Central Europe, de William T. Vollmann

Publié le par Le loup bleu

Vollmann est américain, Vollmann écrit un livre monde sur les débuts du vingtième siècle, Vollmann écrit sur la guerre, Vollmann écrit un livre sur la musique, Vollmann écrit un livre sur Staline, Vollmann écrit un livre sur Von Paulus, Vollmann écrit un livre sur Chostakovitch, Vollmann écrit un livre sur l'amour, Vollmann écrit un livre sur Käthe Kollwitz, Vollmann écrit un livre sur Stalingrad, Vollmann écrit un livre sur un général de l'armée rouge, Vollmann écrit la petite et la grande histoire, Vollmann écrit Central Europe.

Il y a mille livres sur l'histoire de cette période, il y a mille récits de personnage traversant cette époque. Central Europe décrit les hommes dans la grande page d'histoire dont ils font le courant et dont elle est le fleuve, Vollmann décrit l'eau telle qu'on la reconnait et telle qu'elle est au plus profond d'elle-même, l'alchimie précise de l'hydrogène et de l'oxygène, celle des hommes et le destin du monde. Mais comment parler du flux et des atomes sans changer d'optique, mêler la petite et la grande histoire comme les fibres inséparable d'un serpent cosmique et dans la perspective, dans l'immense désastre de la seconde guerre mondiale, voire plus qu'une zone politique, le choc et l'onde crépusculaire de notre monde moderne.

Il ne nous parvient des guerres du passé que des témoignages épars, des œuvres d'art, des monuments ; même un évènement planétaire aussi proche de nous que la WWII ressemble à une nuée de symboles culturelles dont les clichés édités en masses servent aujourd'hui la bio de vieilles stars hollywoodiennes. Mais après Central Europe, j'ai su une chose, avec certitude : il restera au moins de cette période troublée une œuvre profane, inspirée et lucide et puis une autre aussi, avec autant de conviction : Vollmann devrait servir d'étalon à tous ceux qui comme lui, voudront signer le Grand Œuvre. Voilà le prodige de cet homme, insuffler le destin, l'aventure dans cette compétition croissante entre les hommes et le regard que le monde porte sur eux.
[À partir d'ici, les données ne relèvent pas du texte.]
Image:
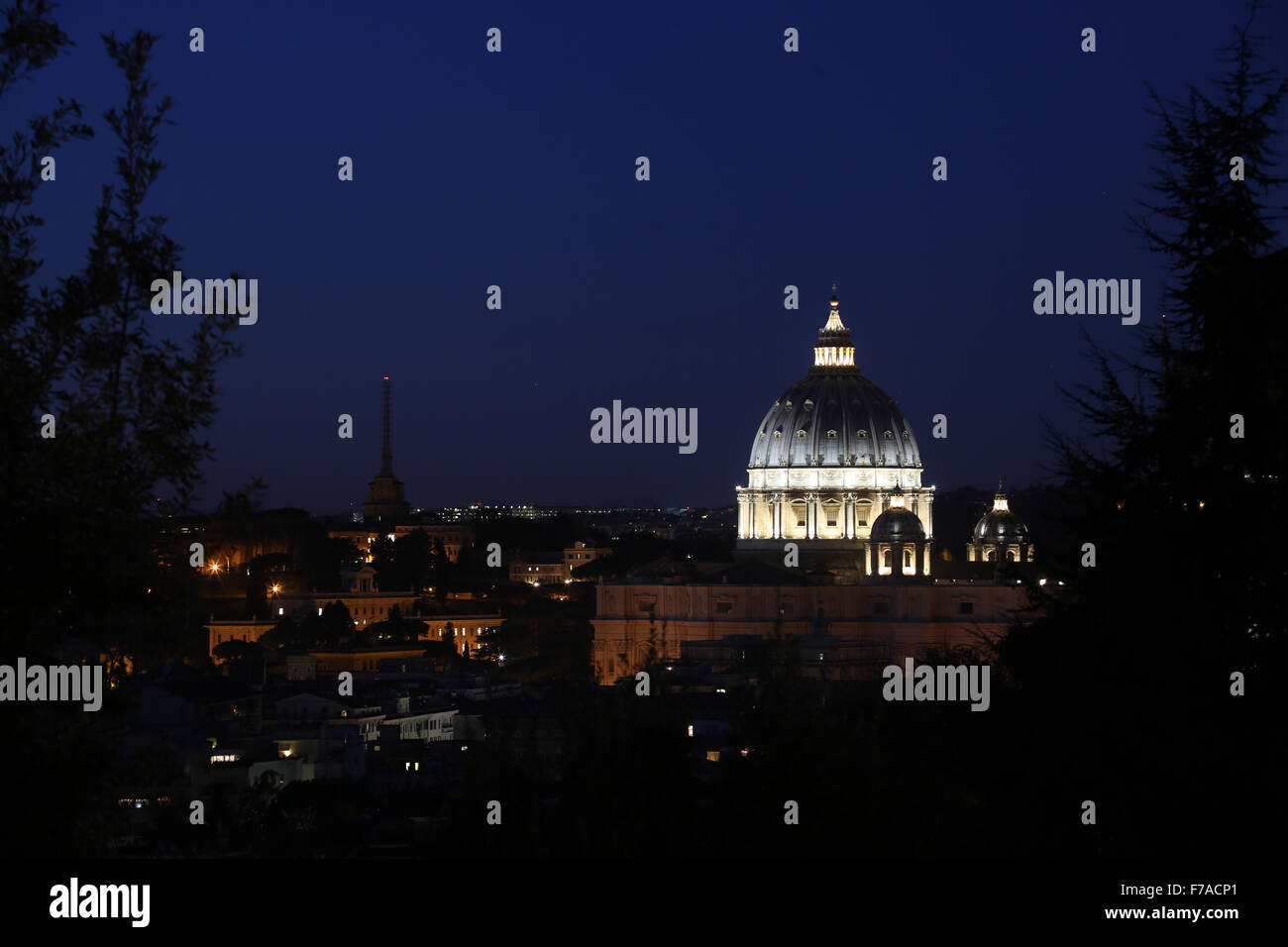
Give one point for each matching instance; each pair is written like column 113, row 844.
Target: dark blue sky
column 518, row 169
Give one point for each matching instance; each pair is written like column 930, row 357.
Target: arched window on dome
column 862, row 512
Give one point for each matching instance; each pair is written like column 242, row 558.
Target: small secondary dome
column 898, row 523
column 1000, row 525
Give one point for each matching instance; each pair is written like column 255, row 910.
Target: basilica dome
column 833, row 416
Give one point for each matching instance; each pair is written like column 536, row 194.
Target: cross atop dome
column 833, row 347
column 1000, row 502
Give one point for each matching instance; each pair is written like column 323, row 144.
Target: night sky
column 518, row 169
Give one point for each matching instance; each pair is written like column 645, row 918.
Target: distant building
column 385, row 502
column 549, row 571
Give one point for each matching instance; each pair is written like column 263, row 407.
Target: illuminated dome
column 833, row 416
column 831, row 459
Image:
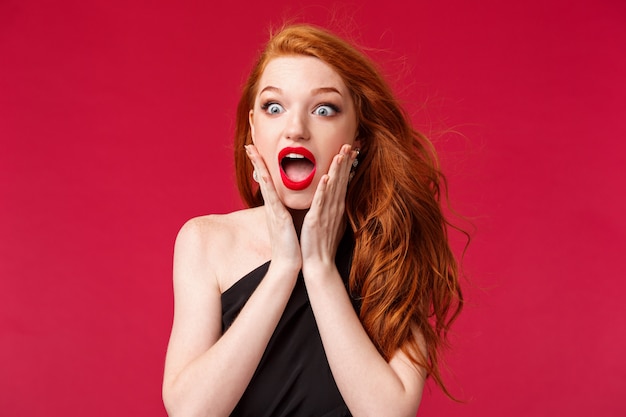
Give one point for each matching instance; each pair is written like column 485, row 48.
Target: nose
column 296, row 127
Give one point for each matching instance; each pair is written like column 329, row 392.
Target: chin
column 298, row 202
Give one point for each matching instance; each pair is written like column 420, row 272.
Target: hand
column 282, row 233
column 324, row 224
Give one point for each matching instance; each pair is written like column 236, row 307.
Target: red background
column 116, row 121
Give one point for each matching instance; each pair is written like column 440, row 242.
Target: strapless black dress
column 293, row 377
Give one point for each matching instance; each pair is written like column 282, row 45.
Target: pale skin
column 206, row 372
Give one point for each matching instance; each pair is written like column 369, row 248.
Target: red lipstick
column 296, row 153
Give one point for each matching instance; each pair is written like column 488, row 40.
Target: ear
column 251, row 122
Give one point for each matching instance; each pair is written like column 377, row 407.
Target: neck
column 298, row 219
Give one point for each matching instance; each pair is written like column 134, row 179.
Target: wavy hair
column 403, row 270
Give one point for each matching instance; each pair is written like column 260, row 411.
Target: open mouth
column 297, row 167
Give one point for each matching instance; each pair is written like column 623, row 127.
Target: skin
column 207, row 372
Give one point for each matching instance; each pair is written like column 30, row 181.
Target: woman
column 332, row 294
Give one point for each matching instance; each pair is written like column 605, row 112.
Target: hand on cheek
column 324, row 223
column 282, row 233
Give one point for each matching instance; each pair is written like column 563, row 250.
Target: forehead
column 300, row 72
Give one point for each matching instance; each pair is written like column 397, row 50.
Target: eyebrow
column 315, row 91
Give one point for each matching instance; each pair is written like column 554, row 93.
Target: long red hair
column 403, row 270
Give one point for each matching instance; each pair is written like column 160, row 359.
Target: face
column 303, row 113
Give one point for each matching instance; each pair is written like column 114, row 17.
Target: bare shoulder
column 225, row 246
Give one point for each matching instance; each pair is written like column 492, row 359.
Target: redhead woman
column 332, row 294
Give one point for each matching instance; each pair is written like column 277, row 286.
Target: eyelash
column 336, row 109
column 332, row 106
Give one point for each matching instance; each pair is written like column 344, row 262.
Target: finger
column 265, row 180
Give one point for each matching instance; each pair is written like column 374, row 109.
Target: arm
column 369, row 385
column 206, row 372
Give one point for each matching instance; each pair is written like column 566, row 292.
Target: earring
column 354, row 165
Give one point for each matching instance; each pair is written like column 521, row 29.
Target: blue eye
column 325, row 110
column 272, row 108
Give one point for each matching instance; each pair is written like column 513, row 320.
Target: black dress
column 293, row 377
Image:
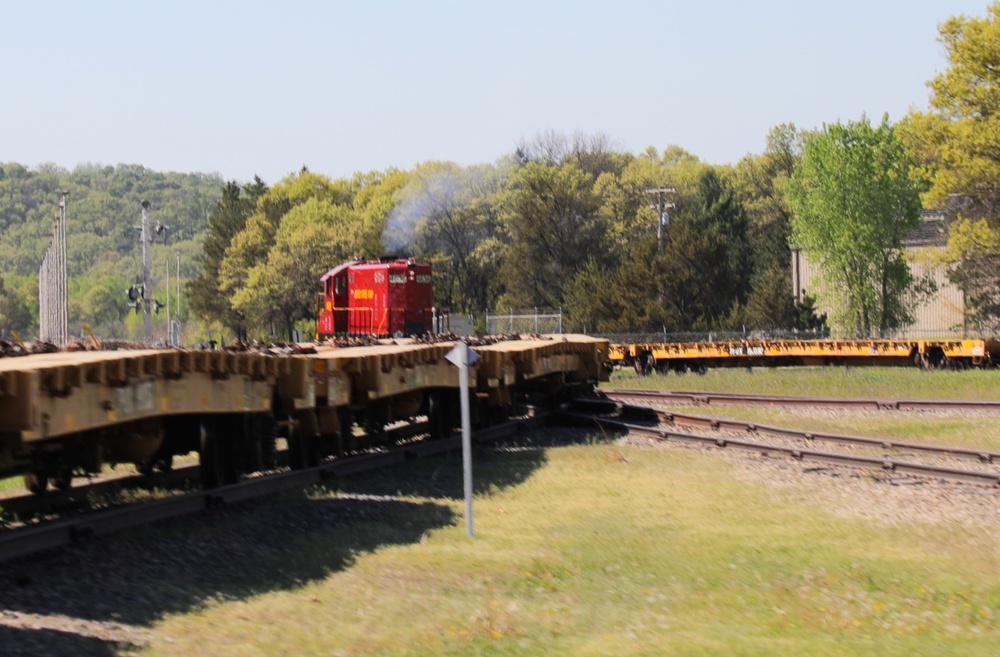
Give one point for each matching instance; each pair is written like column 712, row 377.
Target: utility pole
column 147, row 276
column 141, row 295
column 175, row 329
column 663, row 217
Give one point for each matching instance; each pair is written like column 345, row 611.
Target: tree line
column 621, row 242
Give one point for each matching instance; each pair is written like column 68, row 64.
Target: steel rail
column 725, row 398
column 61, row 532
column 887, row 464
column 723, row 424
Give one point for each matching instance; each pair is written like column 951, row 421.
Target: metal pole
column 463, row 383
column 462, row 357
column 177, row 319
column 147, row 278
column 63, row 275
column 170, row 337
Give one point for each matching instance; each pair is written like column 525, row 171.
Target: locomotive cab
column 390, row 297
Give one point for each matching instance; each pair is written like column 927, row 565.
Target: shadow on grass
column 87, row 599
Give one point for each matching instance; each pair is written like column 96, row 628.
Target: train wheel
column 345, row 439
column 437, row 415
column 37, row 481
column 303, row 447
column 214, row 467
column 63, row 479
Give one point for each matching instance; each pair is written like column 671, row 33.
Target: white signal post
column 462, row 357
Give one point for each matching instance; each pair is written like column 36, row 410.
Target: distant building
column 942, row 314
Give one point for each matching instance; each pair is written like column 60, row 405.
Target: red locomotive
column 388, row 297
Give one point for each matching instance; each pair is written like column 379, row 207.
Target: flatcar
column 391, row 297
column 71, row 412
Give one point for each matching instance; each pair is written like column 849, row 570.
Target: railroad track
column 83, row 524
column 860, row 452
column 730, row 399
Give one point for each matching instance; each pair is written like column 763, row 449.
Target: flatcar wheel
column 212, row 457
column 303, row 448
column 63, row 479
column 437, row 416
column 37, row 481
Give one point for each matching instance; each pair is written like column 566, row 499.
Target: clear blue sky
column 254, row 87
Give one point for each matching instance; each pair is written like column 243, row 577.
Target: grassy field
column 880, row 382
column 600, row 549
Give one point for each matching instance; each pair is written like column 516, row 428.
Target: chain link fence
column 524, row 321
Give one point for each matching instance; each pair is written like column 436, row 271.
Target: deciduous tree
column 853, row 201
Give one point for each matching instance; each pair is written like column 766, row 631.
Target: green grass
column 606, row 550
column 881, row 382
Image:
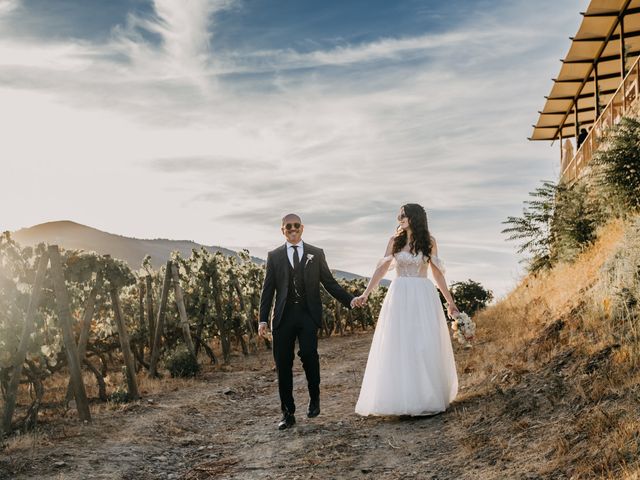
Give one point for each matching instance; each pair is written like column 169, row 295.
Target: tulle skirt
column 410, row 369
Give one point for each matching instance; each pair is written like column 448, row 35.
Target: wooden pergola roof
column 596, row 56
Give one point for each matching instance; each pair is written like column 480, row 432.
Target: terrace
column 597, row 85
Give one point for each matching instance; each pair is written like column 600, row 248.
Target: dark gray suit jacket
column 316, row 271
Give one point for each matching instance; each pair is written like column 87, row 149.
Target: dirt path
column 223, row 425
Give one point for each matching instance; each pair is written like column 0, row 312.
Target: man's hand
column 262, row 329
column 359, row 301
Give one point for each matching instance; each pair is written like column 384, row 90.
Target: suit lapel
column 304, row 265
column 285, row 264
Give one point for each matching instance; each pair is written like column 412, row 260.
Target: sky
column 208, row 120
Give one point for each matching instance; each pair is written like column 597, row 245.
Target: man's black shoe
column 314, row 408
column 287, row 421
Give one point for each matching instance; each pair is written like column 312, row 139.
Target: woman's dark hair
column 421, row 241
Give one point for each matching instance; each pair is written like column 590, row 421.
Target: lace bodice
column 409, row 265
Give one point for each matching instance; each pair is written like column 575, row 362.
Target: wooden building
column 598, row 82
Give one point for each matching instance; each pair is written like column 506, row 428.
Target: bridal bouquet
column 463, row 328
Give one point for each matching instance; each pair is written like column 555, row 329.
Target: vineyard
column 62, row 312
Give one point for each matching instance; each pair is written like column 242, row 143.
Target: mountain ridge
column 73, row 235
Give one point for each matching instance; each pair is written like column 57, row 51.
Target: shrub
column 577, row 215
column 182, row 363
column 617, row 164
column 533, row 228
column 120, row 395
column 470, row 296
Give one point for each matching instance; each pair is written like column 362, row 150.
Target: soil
column 224, row 425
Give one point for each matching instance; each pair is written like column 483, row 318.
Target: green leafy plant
column 470, row 296
column 533, row 228
column 182, row 363
column 617, row 165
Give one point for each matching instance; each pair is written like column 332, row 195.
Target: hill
column 75, row 236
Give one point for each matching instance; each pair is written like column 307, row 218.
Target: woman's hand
column 360, row 301
column 452, row 310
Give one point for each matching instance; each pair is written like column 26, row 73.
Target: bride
column 410, row 370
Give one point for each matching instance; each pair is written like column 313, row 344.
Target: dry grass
column 555, row 378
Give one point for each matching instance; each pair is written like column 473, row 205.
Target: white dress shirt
column 290, row 251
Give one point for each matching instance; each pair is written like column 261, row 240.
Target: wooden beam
column 584, row 95
column 608, row 58
column 602, row 39
column 608, row 76
column 584, row 122
column 611, row 32
column 596, row 93
column 563, row 112
column 613, row 13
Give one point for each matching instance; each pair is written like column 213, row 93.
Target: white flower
column 464, row 329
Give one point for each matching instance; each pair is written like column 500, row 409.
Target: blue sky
column 209, row 119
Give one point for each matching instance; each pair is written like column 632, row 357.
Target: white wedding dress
column 410, row 369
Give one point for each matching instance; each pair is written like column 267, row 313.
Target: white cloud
column 172, row 139
column 7, row 6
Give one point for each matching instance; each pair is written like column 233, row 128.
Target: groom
column 294, row 273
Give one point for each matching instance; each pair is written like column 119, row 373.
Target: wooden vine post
column 143, row 325
column 64, row 319
column 223, row 327
column 34, row 302
column 155, row 350
column 184, row 320
column 149, row 293
column 87, row 317
column 125, row 346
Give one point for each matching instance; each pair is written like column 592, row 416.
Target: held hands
column 262, row 330
column 452, row 310
column 359, row 301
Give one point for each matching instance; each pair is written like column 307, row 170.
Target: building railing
column 621, row 102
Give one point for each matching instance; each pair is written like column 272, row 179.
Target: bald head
column 291, row 217
column 292, row 228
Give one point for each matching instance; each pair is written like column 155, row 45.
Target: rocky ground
column 223, row 425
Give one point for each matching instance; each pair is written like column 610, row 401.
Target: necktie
column 296, row 257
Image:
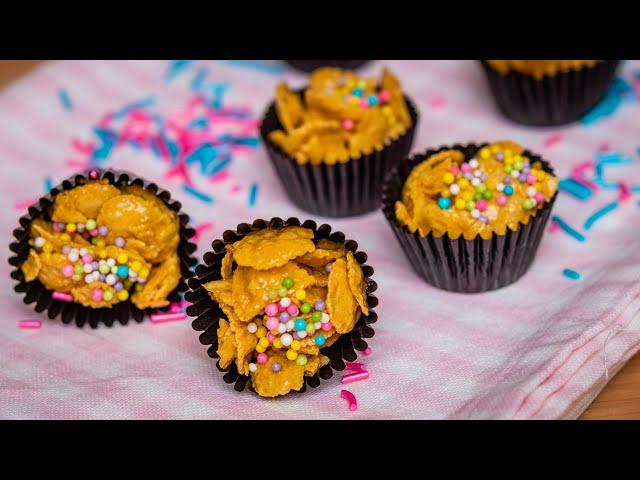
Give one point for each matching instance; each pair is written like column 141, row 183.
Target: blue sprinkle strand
column 175, row 68
column 567, row 229
column 599, row 214
column 619, row 93
column 196, row 193
column 262, row 66
column 578, row 190
column 253, row 195
column 572, row 274
column 65, row 100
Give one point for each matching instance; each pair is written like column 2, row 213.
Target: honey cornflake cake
column 286, row 297
column 341, row 126
column 470, row 218
column 102, row 243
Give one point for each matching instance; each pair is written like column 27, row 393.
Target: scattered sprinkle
column 599, row 214
column 253, row 195
column 552, row 140
column 567, row 228
column 30, row 324
column 197, row 193
column 356, row 366
column 575, row 188
column 572, row 274
column 261, row 66
column 354, row 377
column 65, row 100
column 167, row 317
column 350, row 398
La lecture de Central Europe est une morsure narcotique qui produit 1300 pages d'un voyage dans le temps puissant et rigoureux. Est-il possible qu'un homme seul, assis à sa table, ait pu traduire la structure ADN de l'Europe avec le langage dont il userait pour nous parler d'une histoire d'amour entre un grand musicien et une jeune russe, de la beauté des œuvres de Käthe Kollwitz, de la puissance de Wagner, du Somnambule (Hitler) et du Réaliste (Staline) ? Oui, bien sûr, c'est possible, et cet homme, William T. Vollmann, fait chanter toutes ces voix sur la nappe majeure de l'Histoire.

Un très très grand livre, pour un écrivain très loin devant les autres, peut-être trop loin pour que ses contemporains le rattrapent un jour.